Create the operator namespace and image pull secret

oc create namespace aic-operator-system

The sourceImage, devicePluginImage, and socResetImage are hosted on the public ghcr.io/quic registry and do not require credentials.

The driversImage is a kernel-specific image that you build and push to your own registry using the Dockerfile provided in this repository. Create a pull secret so the cluster can pull it:

oc create secret docker-registry <pull-secret-name> \
  --docker-server=<your-registry-server> \
  --docker-username=<username> \
  --docker-password=<password> \
  -n aic-operator-system

Reference this secret by name in the AIC CR under spec.imageRepoSecret.name.
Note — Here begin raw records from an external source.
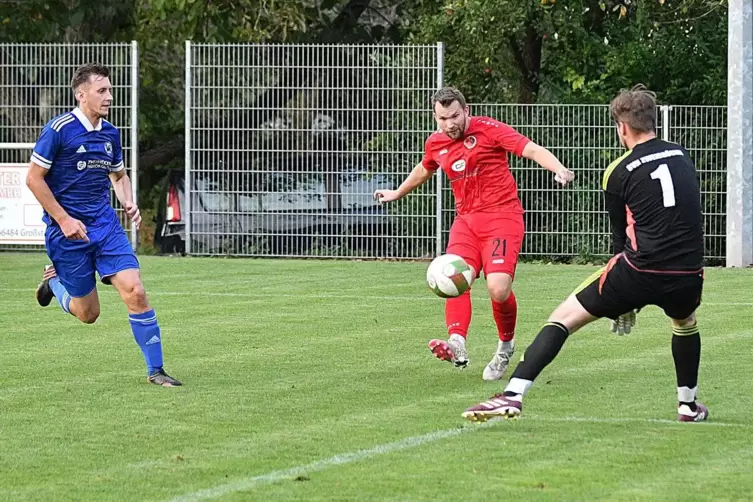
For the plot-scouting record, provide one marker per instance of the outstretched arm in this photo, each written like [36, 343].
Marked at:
[548, 161]
[417, 177]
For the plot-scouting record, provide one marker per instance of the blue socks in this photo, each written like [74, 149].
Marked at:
[147, 334]
[61, 295]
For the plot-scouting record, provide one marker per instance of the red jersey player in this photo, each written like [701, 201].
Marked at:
[488, 228]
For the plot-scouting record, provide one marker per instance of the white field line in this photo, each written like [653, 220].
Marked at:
[405, 444]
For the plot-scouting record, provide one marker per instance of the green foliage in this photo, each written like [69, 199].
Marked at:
[578, 50]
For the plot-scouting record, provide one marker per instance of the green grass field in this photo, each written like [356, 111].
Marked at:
[308, 380]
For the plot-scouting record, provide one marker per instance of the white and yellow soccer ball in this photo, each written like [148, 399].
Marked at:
[449, 276]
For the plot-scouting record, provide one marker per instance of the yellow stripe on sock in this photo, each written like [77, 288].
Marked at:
[686, 330]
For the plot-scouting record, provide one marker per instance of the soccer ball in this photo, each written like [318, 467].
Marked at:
[449, 275]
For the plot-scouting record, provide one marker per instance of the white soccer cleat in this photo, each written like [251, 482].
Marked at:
[452, 350]
[499, 363]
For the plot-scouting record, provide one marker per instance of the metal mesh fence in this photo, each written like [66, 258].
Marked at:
[35, 87]
[287, 144]
[702, 130]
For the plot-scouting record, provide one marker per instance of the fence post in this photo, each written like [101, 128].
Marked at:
[439, 176]
[187, 159]
[739, 134]
[135, 135]
[665, 122]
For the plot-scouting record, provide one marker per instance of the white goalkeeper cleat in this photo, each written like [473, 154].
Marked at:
[499, 363]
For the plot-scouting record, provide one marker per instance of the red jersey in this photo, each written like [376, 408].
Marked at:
[477, 166]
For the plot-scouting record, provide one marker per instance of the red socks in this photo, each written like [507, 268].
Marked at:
[457, 314]
[506, 315]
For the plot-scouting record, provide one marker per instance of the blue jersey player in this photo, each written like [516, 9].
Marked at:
[77, 157]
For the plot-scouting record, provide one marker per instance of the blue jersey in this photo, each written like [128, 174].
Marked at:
[80, 158]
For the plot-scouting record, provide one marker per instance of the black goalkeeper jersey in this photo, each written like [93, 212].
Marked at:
[654, 203]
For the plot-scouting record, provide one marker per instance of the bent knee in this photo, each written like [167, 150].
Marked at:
[499, 291]
[135, 296]
[685, 323]
[89, 316]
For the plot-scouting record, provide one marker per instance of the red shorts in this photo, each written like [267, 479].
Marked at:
[488, 241]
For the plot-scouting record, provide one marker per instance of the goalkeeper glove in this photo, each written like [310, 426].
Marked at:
[624, 323]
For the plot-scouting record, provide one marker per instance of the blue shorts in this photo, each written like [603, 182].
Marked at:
[108, 252]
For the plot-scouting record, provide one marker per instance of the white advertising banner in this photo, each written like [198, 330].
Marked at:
[20, 213]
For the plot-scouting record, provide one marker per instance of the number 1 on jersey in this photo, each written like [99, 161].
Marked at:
[667, 188]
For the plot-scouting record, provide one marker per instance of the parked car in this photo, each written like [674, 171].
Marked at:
[289, 217]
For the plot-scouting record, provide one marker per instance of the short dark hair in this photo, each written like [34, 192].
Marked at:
[636, 108]
[82, 74]
[446, 96]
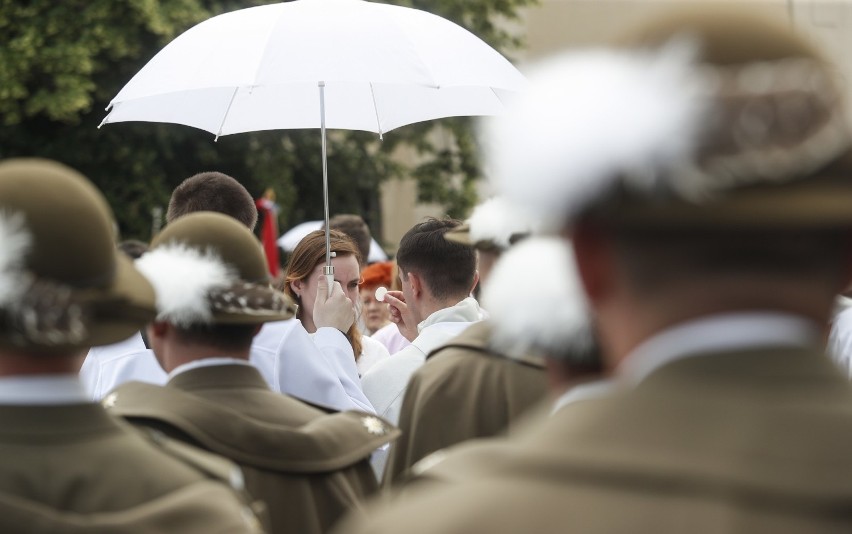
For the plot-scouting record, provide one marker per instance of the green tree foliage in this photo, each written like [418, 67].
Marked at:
[61, 63]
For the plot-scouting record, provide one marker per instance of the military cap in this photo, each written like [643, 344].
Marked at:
[64, 286]
[710, 117]
[207, 268]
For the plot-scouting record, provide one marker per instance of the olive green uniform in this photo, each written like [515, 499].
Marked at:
[307, 465]
[756, 442]
[464, 391]
[73, 468]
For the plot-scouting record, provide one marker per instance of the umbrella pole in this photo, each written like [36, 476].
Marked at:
[329, 268]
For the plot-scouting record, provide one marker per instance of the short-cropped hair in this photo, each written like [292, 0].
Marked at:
[447, 268]
[213, 191]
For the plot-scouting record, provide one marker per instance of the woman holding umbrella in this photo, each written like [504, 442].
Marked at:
[302, 278]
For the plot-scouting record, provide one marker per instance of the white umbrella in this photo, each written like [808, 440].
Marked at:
[291, 238]
[348, 64]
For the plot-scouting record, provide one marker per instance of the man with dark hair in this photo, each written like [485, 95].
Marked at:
[213, 191]
[434, 305]
[355, 227]
[213, 294]
[702, 169]
[466, 389]
[319, 369]
[66, 465]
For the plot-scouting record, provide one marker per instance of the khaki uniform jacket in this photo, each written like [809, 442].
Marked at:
[307, 465]
[463, 391]
[749, 442]
[74, 469]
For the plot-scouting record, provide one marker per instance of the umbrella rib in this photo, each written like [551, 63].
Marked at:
[376, 110]
[225, 117]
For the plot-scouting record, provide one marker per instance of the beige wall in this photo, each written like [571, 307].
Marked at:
[555, 25]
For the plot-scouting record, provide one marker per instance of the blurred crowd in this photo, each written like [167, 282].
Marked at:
[646, 328]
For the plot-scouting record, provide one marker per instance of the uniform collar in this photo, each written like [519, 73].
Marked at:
[42, 390]
[207, 362]
[717, 333]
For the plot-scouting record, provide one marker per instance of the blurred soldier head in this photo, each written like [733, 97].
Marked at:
[701, 166]
[492, 227]
[212, 286]
[213, 191]
[64, 286]
[435, 273]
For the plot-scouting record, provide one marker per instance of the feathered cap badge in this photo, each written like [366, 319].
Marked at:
[206, 268]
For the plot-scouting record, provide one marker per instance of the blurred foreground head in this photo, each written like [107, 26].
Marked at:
[64, 286]
[700, 165]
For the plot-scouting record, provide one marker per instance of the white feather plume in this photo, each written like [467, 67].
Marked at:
[183, 278]
[497, 220]
[534, 298]
[15, 242]
[591, 118]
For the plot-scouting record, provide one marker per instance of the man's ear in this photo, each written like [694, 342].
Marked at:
[416, 283]
[475, 281]
[595, 259]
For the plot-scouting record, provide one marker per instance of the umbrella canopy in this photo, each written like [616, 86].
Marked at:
[291, 238]
[382, 67]
[348, 64]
Configure KMM firmware path

The KMM worker needs to know where firmware files are stored on the host. Apply the following ConfigMap to set the firmware host path, then restart the KMM controller pods:

Warning: The oc apply command below replaces the entire kmm-operator-manager-config ConfigMap. If your cluster has custom KMM settings beyond the firmware path, merge them into the controller_config.yaml block before applying.

cat <<EOF | oc apply -f -
apiVersion: v1
kind: ConfigMap
metadata:
  name: kmm-operator-manager-config
  namespace: openshift-kmm
data:
  controller_config.yaml: |
    worker:
      firmwareHostPath: /var/lib/firmware/updates  # Ensure firmware files are placed in this directory
EOF

Note: The path /var/lib/firmware/updates is the expected firmware location for this configuration. Verify that firmware files on your cluster nodes are placed in this directory. If your cluster uses a different firmware path, update this value accordingly before applying.

Verify the ConfigMap was updated:

oc get configmap kmm-operator-manager-config -n openshift-kmm -o=json
# Verify the output contains: "firmwareHostPath: /var/lib/firmware/updates"

Restart the KMM controller to apply the change:

oc delete pod -n openshift-kmm -l app.kubernetes.io/component=kmm

Verify the KMM controller pods are running after the restart:

oc get pods -n openshift-kmm -l app.kubernetes.io/component=kmm
# All pods should show STATUS: Running

For full KMM configuration options see the KMM documentation.

4. Install the AIC Operator

Option A — via the web console:

  1. Navigate to Ecosystem → Software Catalog.
  2. Search for AIC Operator and install the version provided by Qualcomm Technologies, Inc.
  3. Set the Installed Namespace to aic-operator-system.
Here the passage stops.